Los discursos de Patricia, heroína, como Penélope, y Ángel, héroe, como Odiseo, en la Puerta de Purchena, con Almería, España y el mundo como testigos, han sido la literatura y la filosofía que sabíamos que existían, pero que, hasta ahora, no habíamos descubierto. Porque literatura y filosofía son las frases que salen del alma con emoción y sinceridad tan puras para ser la blanca flor que torna, al fin, al camino de la esperanza en su eterno resplandor. De ahí, la universalidad de unos sentimientos proverbiales, que, mirando a los cielos, autografían la voz de ruiseñor de Gabriel en el corazón de sus padres. Una melodía hermosísima como la música de Mozart o de Mahler, diciéndole al destino que Gabriel siempre será vida, como vida son las verdes ramas del viejo olivo, que protege la diosa Atenea. Jorge Manrique, Juan Ramón, Lorca, Altolaguirre, Miguel Hernández, Neruda. Y Gabriel. Y Patricia. Y Ángel. Y Almería. Y Andalucía. Y España. Y el mundo entero. En esa cita con el amor y la libertad, que nuestro entrañable pescaíto, ahora nadando en el azul intenso de los cielos, quiere para la Humanidad; la cual cincela su nombre de arcángel como los llantos que se anclan en el corazón.

¡Resucite el homenaje de los siglos y de los años, de la poesía y de la pintura, de la música y de las artes, de las ciencias y de las letras! Para eternizar la memoria de un niño feliz, inocente y risueño, a quien una mano atroz, alevosa, abominable, felona, criminal, macabra y asesina segó la vida el veintisiete de febrero. Los sueños de Gabriel, en su dulce blancor, eran la métrica que el viejo Mediterráneo hacía resplandecer en la brisa de los días, con el sol iluminando su precioso color. «El árbol de tu nombre ha florecido / en una incalculable primavera», metrificaba en la expresiva belleza del endecasílabo Manuel Altolaguirre. Como si en aquel tiempo hubiera ya intuido que Gabriel Cruz Ramírez nacería muchos años después, para hacerse inmortal, en un diálogo; cristalino como una fuente bajo el sol del estío. Las acuarelas del pintor murciano Pedro Cano, representando veinticuatro tipos de peces en el museo del teatro romano de Cartagena, son, así, un símbolo luminoso entre las lágrimas que caen del cielo. «¡Que no quiero verla! /Que mi recuerdo se quema // ¡Avisad a los jazmines con su blancura pequeña! ¡Que no quiero verla!», inmortalizó Lorca, como la luna blanqueada de Machado inmortaliza a Gabriel Cruz con la lucencia que regresa con el sollozo del atardecer en el pincel de Murillo.

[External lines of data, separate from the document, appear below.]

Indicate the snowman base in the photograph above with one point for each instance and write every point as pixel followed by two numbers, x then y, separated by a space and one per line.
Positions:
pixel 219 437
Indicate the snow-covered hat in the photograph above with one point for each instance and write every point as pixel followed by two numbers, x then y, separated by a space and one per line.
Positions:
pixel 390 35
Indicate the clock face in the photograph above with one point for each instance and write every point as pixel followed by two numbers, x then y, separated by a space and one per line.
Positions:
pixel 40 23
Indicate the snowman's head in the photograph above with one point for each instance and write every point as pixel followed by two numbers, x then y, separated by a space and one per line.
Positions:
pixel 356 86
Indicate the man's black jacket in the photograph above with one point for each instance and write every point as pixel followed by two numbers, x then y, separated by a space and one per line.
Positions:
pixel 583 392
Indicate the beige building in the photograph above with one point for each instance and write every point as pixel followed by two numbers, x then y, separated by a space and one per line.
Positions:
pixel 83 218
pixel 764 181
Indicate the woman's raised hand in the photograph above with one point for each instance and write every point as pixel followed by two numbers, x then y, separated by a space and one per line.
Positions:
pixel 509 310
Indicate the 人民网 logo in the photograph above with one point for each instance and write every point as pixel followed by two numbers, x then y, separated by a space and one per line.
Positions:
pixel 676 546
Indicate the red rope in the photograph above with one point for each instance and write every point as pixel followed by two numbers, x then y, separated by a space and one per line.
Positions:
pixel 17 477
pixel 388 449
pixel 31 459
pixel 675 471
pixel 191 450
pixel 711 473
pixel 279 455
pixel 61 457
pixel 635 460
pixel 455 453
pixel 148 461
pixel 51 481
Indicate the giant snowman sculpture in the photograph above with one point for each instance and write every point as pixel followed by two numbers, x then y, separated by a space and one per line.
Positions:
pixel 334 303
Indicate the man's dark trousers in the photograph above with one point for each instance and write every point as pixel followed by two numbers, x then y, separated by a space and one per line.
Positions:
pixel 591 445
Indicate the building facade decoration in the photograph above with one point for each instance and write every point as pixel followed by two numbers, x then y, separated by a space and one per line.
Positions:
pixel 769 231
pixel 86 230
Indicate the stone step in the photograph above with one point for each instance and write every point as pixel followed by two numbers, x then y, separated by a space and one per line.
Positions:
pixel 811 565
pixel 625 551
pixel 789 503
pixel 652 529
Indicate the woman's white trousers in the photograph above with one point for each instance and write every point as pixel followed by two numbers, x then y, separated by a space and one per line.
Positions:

Miguel Hernández escribió una elegía a Lorca y otra, a Ramón Sijé; Lorca, a Ignacio Sánchez Mejías; Jorge Manrique, a su padre; Borges, a un recuerdo imposible. Y Almería, Andalucía y España entera, al niño Gabriel, el glorioso pescaíto: la voz, que, en el lírico panegírico de su madre, es el poema más hermoso de cuantos hayamos leído; el cual se hace metáfora albertiana como los heptasílabos del alba entregados a una canción de Gardel. No hay preguntas, ni respuestas. Es la armonía del silencio. Suena el piano de Chopin o, quizá, el de Franz Liszt. «El arte de la música es el que más cerca se halla de las lágrimas y los recuerdos», dijo Oscar Wilde con la verdad que llega y fluye. En la memoria siempre permanecerán estampadas Las cuatro estaciones de Antonio Lucio Vivaldi. Y Gabriel Cruz Ramírez. Con el himno a la vida, sonando como la cítara de Apolo y la lira de Orfeo. En esos instantes manriqueños, que vierten su níveo soñar. Recordándonos lo que versificó Lord Byron: Lo que yo quiero, lo que solo pido es una lágrima.